A worldwide ban on buying and selling any Iraqi antiquities was proposed yesterday in London by a senior Iraqi official, as the only way of ending an illicit trade which has left looted sites resembling lunar landscapes, pitted with hundreds of holes and trenches.

Dr Bahaa Mayah, an archaeologist and adviser to the Iraqi Minister for Tourism and Antiquities, speaking at the British Museum where Iraqi, British and American experts had gathered to discuss the plight of looted antiquities, said, “we have to stop this problem at the roots”. A ban on trading in any Iraqi artefacts would strip them of their commercial value, he said, and mean there was no longer any financial incentive to dig them out of the ground.

Dr John Curtis, head of the British Museum’s Department of the Ancient Near East, who has led the international academic campaign to support Iraq, said the trade in Britain has already been virtually wiped out, and in the last five years the museum has never been brought a single object believed to have been exported illicitly.

While some sites are still being damaged by military occupation – which turned part of the ancient city of Babylon into a tank park in 2003 – Dr Mayah said the more serious problem now is illegal digging on Iraq’s thousands of archaeology sites, many never excavated.

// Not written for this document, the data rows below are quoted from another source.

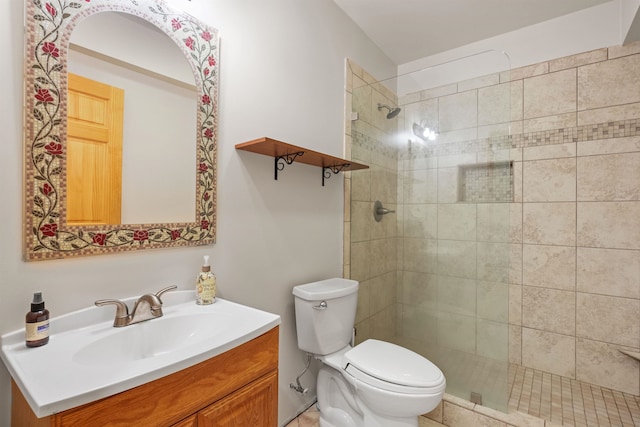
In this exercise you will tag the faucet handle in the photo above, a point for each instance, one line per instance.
(167, 289)
(122, 310)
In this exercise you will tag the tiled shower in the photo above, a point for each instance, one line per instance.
(516, 238)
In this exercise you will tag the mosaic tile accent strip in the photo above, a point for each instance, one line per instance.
(608, 130)
(486, 182)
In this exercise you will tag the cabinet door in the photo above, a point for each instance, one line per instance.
(254, 405)
(192, 421)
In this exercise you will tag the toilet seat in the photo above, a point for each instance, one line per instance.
(391, 367)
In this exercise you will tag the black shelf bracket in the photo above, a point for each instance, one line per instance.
(281, 160)
(327, 170)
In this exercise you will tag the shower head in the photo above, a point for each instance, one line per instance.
(392, 111)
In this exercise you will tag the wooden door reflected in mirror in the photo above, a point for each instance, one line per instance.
(49, 147)
(95, 113)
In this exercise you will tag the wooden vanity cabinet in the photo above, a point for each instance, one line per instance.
(234, 389)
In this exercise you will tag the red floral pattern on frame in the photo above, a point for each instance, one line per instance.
(51, 21)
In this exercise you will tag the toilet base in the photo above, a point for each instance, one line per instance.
(339, 407)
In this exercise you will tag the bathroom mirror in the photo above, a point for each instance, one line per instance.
(48, 234)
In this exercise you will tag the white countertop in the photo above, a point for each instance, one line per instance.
(72, 369)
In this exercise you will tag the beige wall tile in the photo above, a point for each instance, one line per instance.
(494, 104)
(549, 310)
(419, 324)
(609, 272)
(457, 258)
(420, 255)
(550, 94)
(517, 181)
(515, 263)
(515, 344)
(420, 163)
(493, 301)
(549, 223)
(457, 160)
(601, 363)
(383, 292)
(421, 186)
(364, 301)
(447, 184)
(361, 221)
(490, 131)
(549, 352)
(383, 256)
(609, 114)
(457, 332)
(559, 121)
(457, 295)
(493, 340)
(419, 289)
(419, 111)
(421, 221)
(609, 83)
(360, 260)
(529, 71)
(549, 266)
(597, 229)
(458, 135)
(383, 324)
(608, 319)
(493, 261)
(609, 177)
(458, 111)
(515, 222)
(493, 222)
(457, 221)
(609, 146)
(549, 151)
(549, 180)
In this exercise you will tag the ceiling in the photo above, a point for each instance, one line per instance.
(407, 30)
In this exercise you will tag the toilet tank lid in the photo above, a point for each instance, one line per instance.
(326, 289)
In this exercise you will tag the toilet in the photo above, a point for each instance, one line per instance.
(374, 384)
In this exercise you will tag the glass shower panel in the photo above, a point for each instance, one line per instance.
(451, 229)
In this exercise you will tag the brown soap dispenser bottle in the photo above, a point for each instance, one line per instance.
(37, 323)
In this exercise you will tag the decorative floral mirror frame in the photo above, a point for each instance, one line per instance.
(49, 24)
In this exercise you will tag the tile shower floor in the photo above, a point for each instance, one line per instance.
(570, 402)
(562, 401)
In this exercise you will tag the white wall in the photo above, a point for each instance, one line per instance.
(282, 76)
(588, 29)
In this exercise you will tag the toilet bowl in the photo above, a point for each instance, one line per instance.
(374, 384)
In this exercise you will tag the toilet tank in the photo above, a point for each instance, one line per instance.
(325, 313)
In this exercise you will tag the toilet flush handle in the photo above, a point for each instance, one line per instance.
(321, 306)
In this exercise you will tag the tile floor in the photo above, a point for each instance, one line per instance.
(559, 400)
(570, 402)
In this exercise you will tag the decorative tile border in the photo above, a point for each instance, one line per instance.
(592, 132)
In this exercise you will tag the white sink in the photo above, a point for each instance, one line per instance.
(88, 359)
(152, 338)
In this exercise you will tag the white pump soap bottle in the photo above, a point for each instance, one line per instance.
(206, 285)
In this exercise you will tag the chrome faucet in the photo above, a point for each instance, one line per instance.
(148, 306)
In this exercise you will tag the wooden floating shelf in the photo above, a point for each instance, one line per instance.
(284, 153)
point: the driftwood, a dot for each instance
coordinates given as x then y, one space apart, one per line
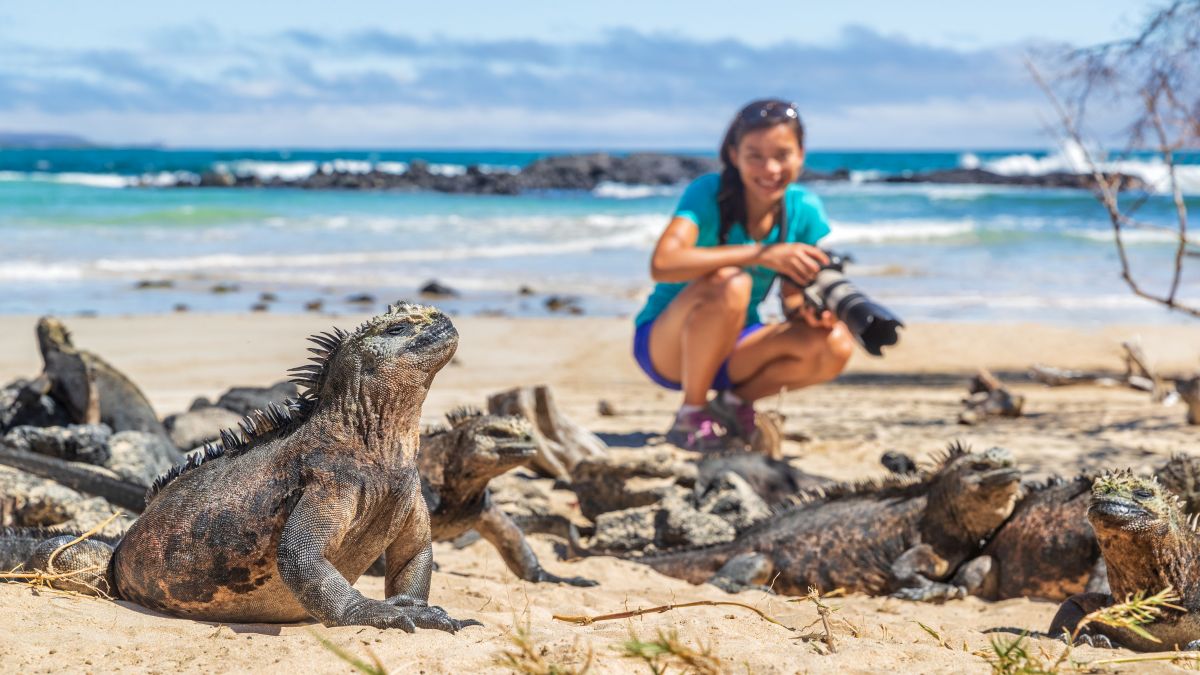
1189 390
1053 376
989 398
1138 370
77 476
561 442
1138 375
768 435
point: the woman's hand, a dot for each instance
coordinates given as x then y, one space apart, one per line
826 320
801 262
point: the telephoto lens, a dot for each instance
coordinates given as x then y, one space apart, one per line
873 324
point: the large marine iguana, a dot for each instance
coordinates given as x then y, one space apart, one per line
1047 549
1149 544
275 523
456 464
903 535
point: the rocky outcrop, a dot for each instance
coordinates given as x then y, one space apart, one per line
588 171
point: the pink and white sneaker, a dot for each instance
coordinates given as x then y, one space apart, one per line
699 431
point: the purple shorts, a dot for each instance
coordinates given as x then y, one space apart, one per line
721 382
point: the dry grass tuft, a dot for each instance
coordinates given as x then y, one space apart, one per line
531 659
41 579
373 668
1013 657
667 650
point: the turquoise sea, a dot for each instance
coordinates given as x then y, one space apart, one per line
78 238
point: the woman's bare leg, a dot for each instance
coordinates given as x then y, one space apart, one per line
789 356
699 329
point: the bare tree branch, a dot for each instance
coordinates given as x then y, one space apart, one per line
1155 72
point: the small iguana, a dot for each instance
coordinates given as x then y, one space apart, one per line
903 535
276 521
1149 544
90 388
456 465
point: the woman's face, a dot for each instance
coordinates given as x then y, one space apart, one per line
768 160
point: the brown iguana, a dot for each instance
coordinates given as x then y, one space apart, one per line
89 388
1149 544
275 523
1047 549
903 536
456 465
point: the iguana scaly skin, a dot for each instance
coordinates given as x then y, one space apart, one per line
29 549
1047 549
903 536
1149 544
276 523
456 465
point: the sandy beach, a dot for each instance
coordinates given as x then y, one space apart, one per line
907 401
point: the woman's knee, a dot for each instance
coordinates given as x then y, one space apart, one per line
727 285
839 346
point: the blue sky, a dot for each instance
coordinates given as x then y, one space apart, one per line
534 75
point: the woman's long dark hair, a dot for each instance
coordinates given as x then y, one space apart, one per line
731 198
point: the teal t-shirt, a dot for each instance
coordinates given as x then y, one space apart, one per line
805 225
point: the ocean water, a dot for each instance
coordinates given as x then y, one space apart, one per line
77 237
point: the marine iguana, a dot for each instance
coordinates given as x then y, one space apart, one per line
274 523
90 388
456 465
903 535
30 549
1149 543
1047 549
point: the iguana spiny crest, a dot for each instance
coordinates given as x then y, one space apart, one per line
345 366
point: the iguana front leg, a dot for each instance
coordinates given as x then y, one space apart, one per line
913 572
318 521
502 532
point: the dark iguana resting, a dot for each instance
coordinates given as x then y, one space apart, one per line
1149 544
275 523
89 388
456 465
903 536
1047 549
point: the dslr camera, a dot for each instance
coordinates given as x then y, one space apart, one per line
873 324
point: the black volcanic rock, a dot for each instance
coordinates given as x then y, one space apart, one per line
981 177
587 171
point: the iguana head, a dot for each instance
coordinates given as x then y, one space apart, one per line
1146 541
474 449
976 490
390 353
1126 503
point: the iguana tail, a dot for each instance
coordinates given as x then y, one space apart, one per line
81 566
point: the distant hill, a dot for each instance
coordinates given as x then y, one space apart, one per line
23 139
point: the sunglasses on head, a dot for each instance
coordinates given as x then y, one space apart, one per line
769 111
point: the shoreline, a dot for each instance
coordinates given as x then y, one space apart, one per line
163 352
906 401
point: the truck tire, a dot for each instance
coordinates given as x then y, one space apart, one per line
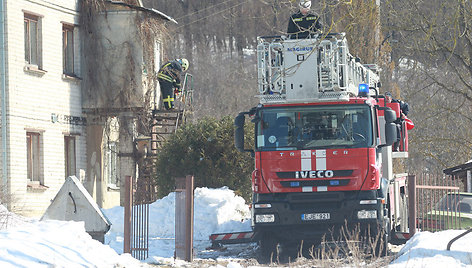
269 249
381 249
404 214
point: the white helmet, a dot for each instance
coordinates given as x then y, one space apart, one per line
304 4
184 63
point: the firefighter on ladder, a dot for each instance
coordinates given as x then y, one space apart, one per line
169 80
304 23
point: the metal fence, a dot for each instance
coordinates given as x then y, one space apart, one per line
437 202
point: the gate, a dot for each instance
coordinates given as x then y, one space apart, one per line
437 199
139 194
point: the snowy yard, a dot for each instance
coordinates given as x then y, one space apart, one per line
30 243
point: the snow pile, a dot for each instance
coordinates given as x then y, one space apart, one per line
56 244
426 249
10 219
215 211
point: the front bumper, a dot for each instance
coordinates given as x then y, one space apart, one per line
290 210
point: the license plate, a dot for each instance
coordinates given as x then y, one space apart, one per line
315 216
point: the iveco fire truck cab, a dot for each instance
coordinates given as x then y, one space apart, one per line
323 137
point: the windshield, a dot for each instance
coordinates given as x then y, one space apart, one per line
309 127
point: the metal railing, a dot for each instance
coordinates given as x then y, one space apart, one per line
437 199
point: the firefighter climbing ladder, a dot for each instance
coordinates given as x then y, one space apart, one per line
165 123
143 190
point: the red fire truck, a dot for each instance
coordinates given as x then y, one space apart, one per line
323 146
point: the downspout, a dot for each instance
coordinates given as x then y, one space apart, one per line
4 98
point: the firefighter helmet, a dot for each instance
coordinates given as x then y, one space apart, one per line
304 4
184 63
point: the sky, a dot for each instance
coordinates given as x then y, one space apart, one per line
26 242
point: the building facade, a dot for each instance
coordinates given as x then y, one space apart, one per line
67 107
43 130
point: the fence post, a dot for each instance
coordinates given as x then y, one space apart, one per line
127 217
412 204
184 218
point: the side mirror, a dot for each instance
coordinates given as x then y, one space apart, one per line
390 127
390 133
390 115
239 132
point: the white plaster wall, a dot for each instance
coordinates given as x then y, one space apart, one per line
34 97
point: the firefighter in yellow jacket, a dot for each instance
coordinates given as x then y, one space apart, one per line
169 80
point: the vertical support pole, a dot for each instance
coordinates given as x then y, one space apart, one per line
127 217
469 181
412 204
189 219
184 218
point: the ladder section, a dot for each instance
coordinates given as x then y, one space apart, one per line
317 69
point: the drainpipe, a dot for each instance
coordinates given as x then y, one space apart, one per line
3 86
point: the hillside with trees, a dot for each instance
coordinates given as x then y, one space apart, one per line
424 51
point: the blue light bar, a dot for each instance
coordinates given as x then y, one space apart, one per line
363 90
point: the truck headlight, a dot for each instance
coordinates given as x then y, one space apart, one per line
368 202
264 218
262 205
367 214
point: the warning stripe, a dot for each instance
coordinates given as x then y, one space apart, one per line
231 236
402 235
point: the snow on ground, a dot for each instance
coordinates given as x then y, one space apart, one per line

The invasion in 2003 put the legal onus on the occupying powers to protect the country’s antiquities.

He demanded more cooperation from international governments, saying the antiquities trade was flooding through Jordan and into Israel and then on into Europe and the United States, or through the Gulf States. Governments were putting the responsibility on Iraq to prove ownership, instead of on the dealers and auction houses. The United States had returned one masterpiece, the 4,000 year old statue of King Entemena, but was failing to act against many auction houses.

Britain was implicated, he said, through London auctions, and through objects shipped into British ports and then re-exported gaining documentation used to claim ownership.

“I believe that Iraq deserves the help of the international community,” he said, “Iraq is already paying a heavy price for the fight against terrorism.”

Archaeologists inside Iraq and in the rest of the world have been trying to estimate the scale of the problem. Dr Mayah was joined by an American colleague, Professor Elizabeth Stone from Stony Brook University in Iraq, who has been studying satellite photographs of southern Iraq before and since the invasion.

She now estimates that 15.75 square kilometres, just over 15% of the archaeological landscape, has been looted – and that the material removed could represent five times the total collection of the national museum in Baghdad.